Krugman continues to lay out a theme he started talking about yesterday: Trump's break with reality. The crux of the argument:
Does Trump actually believe that (the protests were small)? I suspect that he does. In the grip of delusion, a powerful person will dismiss and destroy anything that challenges their self-aggrandizing alternate reality. This explains why there is no one in Trump’s inner circle who dares to tell him that his poll numbers are, indeed, very bad; or that it’s a bad look to commute George Santos’ prison sentence for fraud and identity theft. When people try to tell him things he doesn’t want to hear, he gets angry.
I would even take this a step further. The reason why democracies succeed in the long run is that you cannot remain in an autocratic bubble when you have to face the voters.
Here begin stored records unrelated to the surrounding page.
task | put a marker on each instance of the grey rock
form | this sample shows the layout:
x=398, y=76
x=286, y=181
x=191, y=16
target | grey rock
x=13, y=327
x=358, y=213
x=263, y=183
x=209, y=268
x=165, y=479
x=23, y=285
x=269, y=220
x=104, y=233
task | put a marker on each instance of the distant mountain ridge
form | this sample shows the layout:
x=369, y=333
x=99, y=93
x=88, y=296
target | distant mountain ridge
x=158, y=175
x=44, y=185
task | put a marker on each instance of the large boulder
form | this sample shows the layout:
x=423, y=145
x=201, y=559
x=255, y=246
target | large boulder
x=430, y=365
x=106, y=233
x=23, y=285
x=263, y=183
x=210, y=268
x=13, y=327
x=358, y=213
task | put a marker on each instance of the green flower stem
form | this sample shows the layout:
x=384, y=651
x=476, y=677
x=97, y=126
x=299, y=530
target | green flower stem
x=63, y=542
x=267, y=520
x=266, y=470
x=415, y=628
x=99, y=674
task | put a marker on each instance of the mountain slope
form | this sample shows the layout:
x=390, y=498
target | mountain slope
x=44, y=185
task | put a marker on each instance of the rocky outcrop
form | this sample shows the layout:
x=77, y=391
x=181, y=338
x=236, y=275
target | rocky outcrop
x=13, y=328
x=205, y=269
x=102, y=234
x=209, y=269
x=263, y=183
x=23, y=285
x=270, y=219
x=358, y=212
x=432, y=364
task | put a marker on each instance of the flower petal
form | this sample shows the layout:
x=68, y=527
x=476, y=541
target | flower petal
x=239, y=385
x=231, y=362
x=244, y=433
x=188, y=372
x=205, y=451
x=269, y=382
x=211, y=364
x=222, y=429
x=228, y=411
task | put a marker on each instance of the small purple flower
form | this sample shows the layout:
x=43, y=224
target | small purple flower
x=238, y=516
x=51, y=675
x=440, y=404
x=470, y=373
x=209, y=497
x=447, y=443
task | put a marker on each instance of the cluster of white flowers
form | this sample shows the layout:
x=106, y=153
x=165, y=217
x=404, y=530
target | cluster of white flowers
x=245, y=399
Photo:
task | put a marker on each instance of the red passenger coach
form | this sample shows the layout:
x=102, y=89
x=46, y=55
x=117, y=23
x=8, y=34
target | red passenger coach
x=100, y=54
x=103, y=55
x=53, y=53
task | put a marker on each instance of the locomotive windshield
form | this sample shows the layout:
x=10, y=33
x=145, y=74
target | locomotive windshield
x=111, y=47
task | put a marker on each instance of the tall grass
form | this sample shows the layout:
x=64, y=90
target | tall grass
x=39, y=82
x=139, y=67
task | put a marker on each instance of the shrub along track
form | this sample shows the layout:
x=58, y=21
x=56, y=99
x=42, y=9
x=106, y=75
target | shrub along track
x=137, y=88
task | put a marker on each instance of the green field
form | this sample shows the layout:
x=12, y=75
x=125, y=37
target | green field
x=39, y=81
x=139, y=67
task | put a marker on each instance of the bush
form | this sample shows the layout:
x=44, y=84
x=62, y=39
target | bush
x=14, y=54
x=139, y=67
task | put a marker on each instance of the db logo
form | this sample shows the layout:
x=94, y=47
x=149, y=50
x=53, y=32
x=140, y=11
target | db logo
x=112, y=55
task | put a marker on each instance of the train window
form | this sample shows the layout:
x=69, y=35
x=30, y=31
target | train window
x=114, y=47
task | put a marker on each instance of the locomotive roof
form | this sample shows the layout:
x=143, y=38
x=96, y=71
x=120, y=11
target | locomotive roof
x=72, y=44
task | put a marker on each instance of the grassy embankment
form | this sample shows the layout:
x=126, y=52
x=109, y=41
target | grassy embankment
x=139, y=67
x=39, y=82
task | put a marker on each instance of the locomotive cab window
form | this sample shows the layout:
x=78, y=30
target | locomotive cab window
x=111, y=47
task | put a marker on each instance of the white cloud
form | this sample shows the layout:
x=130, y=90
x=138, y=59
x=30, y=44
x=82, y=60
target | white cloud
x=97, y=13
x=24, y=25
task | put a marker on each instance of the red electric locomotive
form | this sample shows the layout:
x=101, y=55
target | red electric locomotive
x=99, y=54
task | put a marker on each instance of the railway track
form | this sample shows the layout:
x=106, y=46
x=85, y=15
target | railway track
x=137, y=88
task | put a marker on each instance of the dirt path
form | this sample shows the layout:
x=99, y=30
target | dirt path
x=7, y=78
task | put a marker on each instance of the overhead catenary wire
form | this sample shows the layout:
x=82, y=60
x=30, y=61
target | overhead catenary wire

You have to adjust and explain your actions. Trump feels no such compunction. He continues to do things that are self-evidently damaging to the United States because he thinks that eventually - or even right now - he will be proven right. It's one thing to believe that tariffs will make us richer by 2028, but Trump may very well believe that they are making is richer today. Who, exactly, is going to tell him differently?
I still believe that the great mass of Americans do not want to slide into Trump's form of authoritarianism. I am up in the air as to whether we have the tools to prevent it, but I think we generally prize our democracy. If Trump retreats further into his narcissistic delusions and he has no one around him to correct those delusions, I would guess that this will further erode him standing even with some of the people who voted for him.